I’ve been slowly working through Joe Armstrong’s Programming Erlang
book and I think it is worth writing down some of what I learned from
the chapter 23 exercises. Chapter 23 introduces the basics of OTP
applications, and the exercises provide an opportunity gradually build
up a simple application (only gen_server
s and supervisor
s) but one
that incorporates mnesia
and a rudimentary distributed fallback
mechanism.
I looked around for other examples of solutions to these exercises and
I only found one on github that is based on the ppool
example
presented in Learn You Some Erlang. Since I took a very different
approach, I wanted to share my
solution as well.
Overview
In the preceding chapter Joe introduces OTP applications by developing an application for the extremely lucrative business of selling prime numbers. The exercises gradually build up a new service for this business: testing whether numbers are prime.
A single server
We start by adding a single prime tester server to the sellaprime supervision tree. Simple enough:
-module(prime_tester_server).
-behaviour(gen_server).
-export([is_prime/1]).
-spec test(N :: pos_integer()) -> boolean().
is_prime(N) ->
gen_server:call(?MODULE, {test, N}).
%% ...
More parallel
Step two is to create a pool of prime testers and distribute work
between them. In the initial implementation there is a single server
that maintains a single centralized work queue. Instead of starting a
single prime_tester_server
we start a server that spawns a pool of
ten prime_tester_server
s to do the testing. The state of the new
server consists of a list of server PIDs and a queue of primes to test
(along with where the reply should be sent).
-module(isaprime).
-behaviour(gen_server).
-export([test/1]).
-record(state, {queue = queue:new() :: queue:queue({pos_integer(), term()}),
available_servers = [] :: [pid()])}).
In the init/1
callback we set up the pool of workers.

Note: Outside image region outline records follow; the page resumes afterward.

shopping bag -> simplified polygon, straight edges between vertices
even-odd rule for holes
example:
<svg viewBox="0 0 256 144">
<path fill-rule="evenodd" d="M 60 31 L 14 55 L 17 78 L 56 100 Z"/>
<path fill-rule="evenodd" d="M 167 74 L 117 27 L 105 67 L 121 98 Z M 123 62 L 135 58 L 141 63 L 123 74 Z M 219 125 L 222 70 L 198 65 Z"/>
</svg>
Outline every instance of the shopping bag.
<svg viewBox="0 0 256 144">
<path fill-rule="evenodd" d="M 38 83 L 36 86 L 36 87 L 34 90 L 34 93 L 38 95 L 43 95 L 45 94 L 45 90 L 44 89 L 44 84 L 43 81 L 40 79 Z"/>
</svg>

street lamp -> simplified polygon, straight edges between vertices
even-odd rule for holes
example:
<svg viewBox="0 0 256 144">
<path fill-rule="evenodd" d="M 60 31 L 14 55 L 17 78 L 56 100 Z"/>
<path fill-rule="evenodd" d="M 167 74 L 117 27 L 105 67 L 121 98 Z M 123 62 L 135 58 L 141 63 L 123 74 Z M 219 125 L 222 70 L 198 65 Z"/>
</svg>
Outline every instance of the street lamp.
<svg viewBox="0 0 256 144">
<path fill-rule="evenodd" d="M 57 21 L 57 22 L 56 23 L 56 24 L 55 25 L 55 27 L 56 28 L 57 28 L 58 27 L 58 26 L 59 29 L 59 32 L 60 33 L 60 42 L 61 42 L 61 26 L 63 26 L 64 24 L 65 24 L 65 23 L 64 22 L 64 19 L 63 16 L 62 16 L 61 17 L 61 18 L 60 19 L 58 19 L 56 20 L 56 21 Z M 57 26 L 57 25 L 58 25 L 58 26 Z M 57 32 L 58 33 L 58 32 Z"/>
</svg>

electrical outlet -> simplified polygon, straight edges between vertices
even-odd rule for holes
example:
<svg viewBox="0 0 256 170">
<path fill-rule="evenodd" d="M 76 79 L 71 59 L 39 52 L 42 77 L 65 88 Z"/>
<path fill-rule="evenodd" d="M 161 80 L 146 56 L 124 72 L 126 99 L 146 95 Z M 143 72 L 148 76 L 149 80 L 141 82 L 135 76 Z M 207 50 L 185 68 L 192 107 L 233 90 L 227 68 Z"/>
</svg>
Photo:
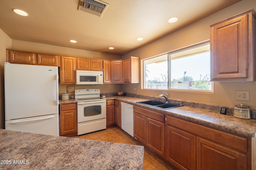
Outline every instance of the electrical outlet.
<svg viewBox="0 0 256 170">
<path fill-rule="evenodd" d="M 236 91 L 235 93 L 236 100 L 241 101 L 249 101 L 249 91 Z"/>
</svg>

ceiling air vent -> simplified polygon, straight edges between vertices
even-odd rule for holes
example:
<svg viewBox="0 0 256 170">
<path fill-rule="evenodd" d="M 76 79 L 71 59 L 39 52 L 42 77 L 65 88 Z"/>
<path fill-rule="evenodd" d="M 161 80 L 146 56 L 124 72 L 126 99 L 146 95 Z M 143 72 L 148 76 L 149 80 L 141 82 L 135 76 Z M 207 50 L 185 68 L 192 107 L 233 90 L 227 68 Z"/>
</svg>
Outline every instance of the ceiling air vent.
<svg viewBox="0 0 256 170">
<path fill-rule="evenodd" d="M 101 17 L 109 4 L 100 0 L 80 0 L 78 10 Z"/>
</svg>

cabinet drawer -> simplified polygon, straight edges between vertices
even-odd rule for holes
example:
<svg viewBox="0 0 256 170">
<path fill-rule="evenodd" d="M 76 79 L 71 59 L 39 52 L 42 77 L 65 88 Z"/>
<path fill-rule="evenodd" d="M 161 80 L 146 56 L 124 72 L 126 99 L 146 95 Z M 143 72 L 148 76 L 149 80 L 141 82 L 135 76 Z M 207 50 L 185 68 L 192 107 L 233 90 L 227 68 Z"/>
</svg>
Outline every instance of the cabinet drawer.
<svg viewBox="0 0 256 170">
<path fill-rule="evenodd" d="M 119 101 L 118 100 L 115 100 L 115 105 L 119 106 Z"/>
<path fill-rule="evenodd" d="M 167 123 L 196 136 L 210 139 L 244 153 L 247 152 L 247 139 L 170 116 Z"/>
<path fill-rule="evenodd" d="M 76 104 L 64 104 L 60 105 L 60 111 L 76 109 Z"/>
<path fill-rule="evenodd" d="M 134 106 L 134 111 L 161 122 L 164 122 L 164 114 Z"/>
<path fill-rule="evenodd" d="M 114 100 L 107 100 L 107 105 L 114 105 Z"/>
</svg>

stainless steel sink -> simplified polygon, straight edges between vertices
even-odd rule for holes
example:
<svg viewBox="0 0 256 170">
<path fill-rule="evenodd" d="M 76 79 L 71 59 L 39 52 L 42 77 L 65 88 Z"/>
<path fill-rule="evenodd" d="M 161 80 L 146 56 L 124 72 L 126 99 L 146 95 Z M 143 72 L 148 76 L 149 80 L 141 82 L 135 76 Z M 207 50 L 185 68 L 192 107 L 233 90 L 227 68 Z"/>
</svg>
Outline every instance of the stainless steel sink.
<svg viewBox="0 0 256 170">
<path fill-rule="evenodd" d="M 137 103 L 164 109 L 183 106 L 182 105 L 179 105 L 171 103 L 165 103 L 156 100 L 148 100 L 144 102 L 138 102 Z"/>
</svg>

The number of
workers is passed in as an argument so we can easily change the size
of the pool in the future.
init(PoolSize) ->
{ok, #state{available_servers =
[element(2, {ok, _Pid} = prime_tester_server:start_link())
|| _ <- lists:seq(1, PoolSize)]}}.
When calls are made to the isaprime
server, the request is processed
by one of the workers when it becomes available. In my implementation
I handle two cases. When there is an idle worker available the request
is forwarded to that server immediately, but if no workers are
available then the request is added to the queue to be processed
later.
handle_call({is_prime, N}, From, State = #state{ available_servers = [],
queue = Q}) ->
{noreply, State#state{queue = queue:in({N, From}, Q)}};
handle_call({is_prime, N}, From, State = #state{ available_servers = [S|Servers] }) ->
do_test_prime(S, From, N),
{noreply, State#state{ available_servers = Servers }}.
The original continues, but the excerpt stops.